Not content to meddle in the classroom, City Council speaker and mayoral candidate Gifford Miller announced yesterday that he also wants to increase the commuter tax on hapless folks who work in the city but live outside of it. He says the tax would generate another $500 million in revenue, which he would devote to mass transit. The only good news about this plan is that, as our Jill Gardiner reports today, it has no chance of passing in Albany.
That $500 million may not even fully account for the long-term cost of such a tax increase. At a time when financial services jobs (the real cash cows the commuter tax tries to tap) are heading over the borders to Greenwich, Conn., and Jersey City, N.J., New York can’t afford to become a less attractive place for employers to set up shop. That alone would be reason enough for New York City residents to dispose of the Miller plan as a bad idea. It also raises a red flag in respect of Mr. Miller’s overall approach, namely his tendency to reach for taxpayers’ wallets.
Mr. Miller’s desire to differentiate himself from Mayor Bloomberg is understandable, but this is a strange way to go about doing it. The mayor has proposed giving at least some of a record city surplus back to beleaguered taxpayers in the form of reductions in the clothing tax. Congressman Anthony Weiner wants to reduce the income tax overall but raise it on the rich. Fernando Ferrer, meanwhile, has paid the price at the polls for proposing a $1 billion a year increase in the stock transfer tax.

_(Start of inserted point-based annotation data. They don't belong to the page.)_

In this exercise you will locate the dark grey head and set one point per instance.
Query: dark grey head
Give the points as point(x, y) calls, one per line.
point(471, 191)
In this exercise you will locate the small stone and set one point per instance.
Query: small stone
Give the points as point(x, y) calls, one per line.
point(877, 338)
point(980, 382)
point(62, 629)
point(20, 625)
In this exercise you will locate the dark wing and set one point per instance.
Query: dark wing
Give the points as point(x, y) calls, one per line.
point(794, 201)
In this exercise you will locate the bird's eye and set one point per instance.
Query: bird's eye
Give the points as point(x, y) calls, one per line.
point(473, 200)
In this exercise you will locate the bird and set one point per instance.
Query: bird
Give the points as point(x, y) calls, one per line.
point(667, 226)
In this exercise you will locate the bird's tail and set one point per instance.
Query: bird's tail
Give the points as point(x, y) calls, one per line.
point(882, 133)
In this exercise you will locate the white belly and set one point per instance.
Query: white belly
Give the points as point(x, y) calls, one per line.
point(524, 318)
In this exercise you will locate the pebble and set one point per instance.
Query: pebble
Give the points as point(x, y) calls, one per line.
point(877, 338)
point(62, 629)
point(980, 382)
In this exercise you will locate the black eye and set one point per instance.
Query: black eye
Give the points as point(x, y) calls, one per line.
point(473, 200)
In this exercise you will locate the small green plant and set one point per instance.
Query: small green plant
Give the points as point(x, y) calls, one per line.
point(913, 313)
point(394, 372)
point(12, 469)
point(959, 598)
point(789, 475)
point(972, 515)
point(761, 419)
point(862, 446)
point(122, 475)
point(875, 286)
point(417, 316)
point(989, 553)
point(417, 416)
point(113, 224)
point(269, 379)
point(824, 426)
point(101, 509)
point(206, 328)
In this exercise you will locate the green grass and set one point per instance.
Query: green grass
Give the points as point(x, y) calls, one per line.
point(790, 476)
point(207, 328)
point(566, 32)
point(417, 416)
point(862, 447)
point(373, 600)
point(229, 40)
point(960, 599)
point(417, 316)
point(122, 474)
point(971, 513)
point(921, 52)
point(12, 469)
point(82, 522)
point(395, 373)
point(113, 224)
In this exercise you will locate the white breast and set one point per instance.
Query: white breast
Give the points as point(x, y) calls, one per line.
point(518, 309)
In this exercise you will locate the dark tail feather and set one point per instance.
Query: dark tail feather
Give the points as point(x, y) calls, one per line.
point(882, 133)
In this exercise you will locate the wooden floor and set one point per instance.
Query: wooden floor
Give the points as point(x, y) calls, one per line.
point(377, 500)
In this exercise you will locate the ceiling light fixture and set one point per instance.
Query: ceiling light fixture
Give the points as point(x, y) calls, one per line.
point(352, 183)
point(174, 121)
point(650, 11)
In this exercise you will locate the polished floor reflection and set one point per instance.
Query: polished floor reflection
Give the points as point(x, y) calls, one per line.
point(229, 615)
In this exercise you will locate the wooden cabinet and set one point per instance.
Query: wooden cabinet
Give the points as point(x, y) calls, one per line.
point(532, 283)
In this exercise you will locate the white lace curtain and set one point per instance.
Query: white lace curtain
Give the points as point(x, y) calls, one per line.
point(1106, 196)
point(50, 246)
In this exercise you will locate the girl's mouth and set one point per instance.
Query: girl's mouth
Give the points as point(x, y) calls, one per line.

Some will no doubt try to suggest that Mr. Miller’s scheme at least has the political virtue of falling on people who can’t vote against him this fall. In fact, it does fall on ordinary New York voters, if indirectly, by making it more expensive to hire people who have to commute and by driving investment away. Most of all, it signals that Mr. Miller has the temperament of a taxer rather than a tax cutter. It’s something the voters of New York, already heavily taxed, will want to avoid.